Pasture Management as Prevention
Because most cattle pick up parasites while grazing, how pastures are managed plays a major role in infection rates. Rotational grazing, where cattle are moved between paddocks on a schedule, can significantly reduce parasite exposure. Research on tick control found that resting pastures for 45 days between grazing periods dramatically reduced tick infestations compared to 30-day rest periods.
The reason comes down to timing and exposure. With shorter rest periods, parasite larvae in the grass are still young and viable when cattle return. With 45 days of rest, larvae have aged past their peak infectivity and used up their energy reserves. Taller grass before grazing also matters: paddocks grazed on 30-day rotations retained more leaf cover after the cattle left, which shielded tick eggs and larvae from sun and heat. The paddocks rested for 45 days had less ground cover after grazing, exposing parasites to drying conditions that killed them off.
The Economic Toll
Parasite infections reduce weight gain, lower milk production, damage hides, and in severe cases kill animals outright. Globally, beef cattle producers lose billions of dollars to parasites every year. Brazil, the world’s second-largest beef producer, provides a stark example: combined annual losses from gastrointestinal worms, liver flukes, ticks, and flies total roughly $14 billion. Gastrointestinal worms alone account for over $7 billion of that figure, with ticks adding another $3.2 billion.

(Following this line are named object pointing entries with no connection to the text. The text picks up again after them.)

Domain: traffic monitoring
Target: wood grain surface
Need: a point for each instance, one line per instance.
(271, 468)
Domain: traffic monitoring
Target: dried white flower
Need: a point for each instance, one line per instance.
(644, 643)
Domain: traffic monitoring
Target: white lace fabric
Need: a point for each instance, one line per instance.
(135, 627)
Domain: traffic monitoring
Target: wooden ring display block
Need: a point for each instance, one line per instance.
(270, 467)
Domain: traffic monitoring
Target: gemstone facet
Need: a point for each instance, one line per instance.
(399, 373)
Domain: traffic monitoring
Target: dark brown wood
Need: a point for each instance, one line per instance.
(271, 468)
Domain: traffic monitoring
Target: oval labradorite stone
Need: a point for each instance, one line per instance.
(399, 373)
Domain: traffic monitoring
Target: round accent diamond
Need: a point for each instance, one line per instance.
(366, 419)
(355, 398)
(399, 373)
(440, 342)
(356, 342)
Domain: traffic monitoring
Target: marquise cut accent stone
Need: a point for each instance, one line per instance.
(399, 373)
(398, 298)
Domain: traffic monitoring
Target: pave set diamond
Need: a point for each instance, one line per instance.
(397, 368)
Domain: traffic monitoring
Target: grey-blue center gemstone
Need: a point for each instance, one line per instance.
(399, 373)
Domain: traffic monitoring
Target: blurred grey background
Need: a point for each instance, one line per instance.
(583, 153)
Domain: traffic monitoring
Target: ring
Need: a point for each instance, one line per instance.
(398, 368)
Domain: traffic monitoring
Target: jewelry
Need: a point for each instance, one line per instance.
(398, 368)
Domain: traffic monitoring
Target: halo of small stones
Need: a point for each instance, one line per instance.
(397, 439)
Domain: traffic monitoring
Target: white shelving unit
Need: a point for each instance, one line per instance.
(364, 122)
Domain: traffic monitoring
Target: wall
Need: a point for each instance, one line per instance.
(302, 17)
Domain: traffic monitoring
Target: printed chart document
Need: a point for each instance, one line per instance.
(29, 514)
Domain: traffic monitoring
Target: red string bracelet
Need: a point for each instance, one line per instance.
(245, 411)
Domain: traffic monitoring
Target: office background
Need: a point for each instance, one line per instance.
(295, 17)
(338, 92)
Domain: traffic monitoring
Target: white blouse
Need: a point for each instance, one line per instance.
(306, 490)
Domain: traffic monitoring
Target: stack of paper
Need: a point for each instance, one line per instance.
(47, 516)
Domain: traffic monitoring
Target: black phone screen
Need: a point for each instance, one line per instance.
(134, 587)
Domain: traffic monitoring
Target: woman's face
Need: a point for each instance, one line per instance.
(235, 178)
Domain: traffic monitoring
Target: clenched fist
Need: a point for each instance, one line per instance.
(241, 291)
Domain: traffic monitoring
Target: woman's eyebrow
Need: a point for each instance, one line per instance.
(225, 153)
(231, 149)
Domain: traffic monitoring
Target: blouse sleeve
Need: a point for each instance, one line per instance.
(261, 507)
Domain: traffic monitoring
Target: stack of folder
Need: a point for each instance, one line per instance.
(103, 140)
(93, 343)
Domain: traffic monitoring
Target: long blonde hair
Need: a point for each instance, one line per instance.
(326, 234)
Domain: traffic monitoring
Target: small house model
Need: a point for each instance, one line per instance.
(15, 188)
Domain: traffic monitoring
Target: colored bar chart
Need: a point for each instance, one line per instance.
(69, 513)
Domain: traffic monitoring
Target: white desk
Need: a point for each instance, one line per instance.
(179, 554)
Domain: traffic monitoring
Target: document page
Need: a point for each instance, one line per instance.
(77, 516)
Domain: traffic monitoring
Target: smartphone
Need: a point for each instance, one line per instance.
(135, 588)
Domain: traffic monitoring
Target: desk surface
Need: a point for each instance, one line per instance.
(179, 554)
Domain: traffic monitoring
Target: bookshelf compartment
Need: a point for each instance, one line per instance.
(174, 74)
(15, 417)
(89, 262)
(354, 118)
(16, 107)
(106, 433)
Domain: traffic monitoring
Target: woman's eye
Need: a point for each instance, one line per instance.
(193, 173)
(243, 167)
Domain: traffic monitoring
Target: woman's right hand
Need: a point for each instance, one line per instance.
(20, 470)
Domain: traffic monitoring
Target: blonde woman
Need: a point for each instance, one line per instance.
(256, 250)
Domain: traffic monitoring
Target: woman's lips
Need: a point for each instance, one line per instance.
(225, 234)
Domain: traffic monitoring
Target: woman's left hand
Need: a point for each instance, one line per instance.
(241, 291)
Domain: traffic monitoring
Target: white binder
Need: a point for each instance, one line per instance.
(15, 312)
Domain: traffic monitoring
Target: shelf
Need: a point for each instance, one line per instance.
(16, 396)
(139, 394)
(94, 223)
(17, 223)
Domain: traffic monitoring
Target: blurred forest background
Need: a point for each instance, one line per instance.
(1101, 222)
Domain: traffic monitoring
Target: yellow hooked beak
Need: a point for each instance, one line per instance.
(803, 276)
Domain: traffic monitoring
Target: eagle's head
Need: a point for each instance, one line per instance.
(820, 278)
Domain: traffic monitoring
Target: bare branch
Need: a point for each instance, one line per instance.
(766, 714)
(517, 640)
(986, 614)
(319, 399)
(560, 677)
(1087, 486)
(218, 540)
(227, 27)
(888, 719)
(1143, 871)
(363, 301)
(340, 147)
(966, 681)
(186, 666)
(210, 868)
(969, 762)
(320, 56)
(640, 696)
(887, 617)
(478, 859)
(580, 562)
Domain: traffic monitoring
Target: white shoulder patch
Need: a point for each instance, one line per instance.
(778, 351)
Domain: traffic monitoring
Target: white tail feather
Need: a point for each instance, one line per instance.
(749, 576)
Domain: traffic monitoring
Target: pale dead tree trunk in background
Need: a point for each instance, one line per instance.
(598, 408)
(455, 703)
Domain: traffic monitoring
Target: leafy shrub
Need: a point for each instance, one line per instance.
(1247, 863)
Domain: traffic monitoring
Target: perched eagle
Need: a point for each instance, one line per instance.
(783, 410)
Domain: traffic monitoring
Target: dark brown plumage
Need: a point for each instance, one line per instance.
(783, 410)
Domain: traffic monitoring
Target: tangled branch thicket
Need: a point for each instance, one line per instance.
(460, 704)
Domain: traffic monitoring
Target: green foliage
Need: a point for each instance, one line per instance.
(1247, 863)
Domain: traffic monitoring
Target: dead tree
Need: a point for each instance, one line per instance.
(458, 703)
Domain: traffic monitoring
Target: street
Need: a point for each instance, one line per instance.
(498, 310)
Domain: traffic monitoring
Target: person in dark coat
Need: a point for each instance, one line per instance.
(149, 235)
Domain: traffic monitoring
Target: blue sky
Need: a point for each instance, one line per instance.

Can Cattle Parasites Affect Humans?
Most cattle parasites cannot infect people, but one notable exception is the beef tapeworm. Humans become infected by eating raw or undercooked beef containing tapeworm larvae. The adult tapeworm can grow up to 10 meters (about 33 feet) long in the human intestine. Infections occur worldwide but are most common in Eastern Europe, Russia, eastern Africa, and Latin America. In the United States, cases are rare and mostly linked to areas where cattle and people are concentrated and sanitation is limited, such as around large feedlots.
Proper cooking eliminates the risk entirely. The beef tapeworm does not cause the more dangerous condition called cysticercosis, which is associated only with the pork tapeworm. So while a beef tapeworm infection is unpleasant, it is treatable and far less serious than its pork counterpart.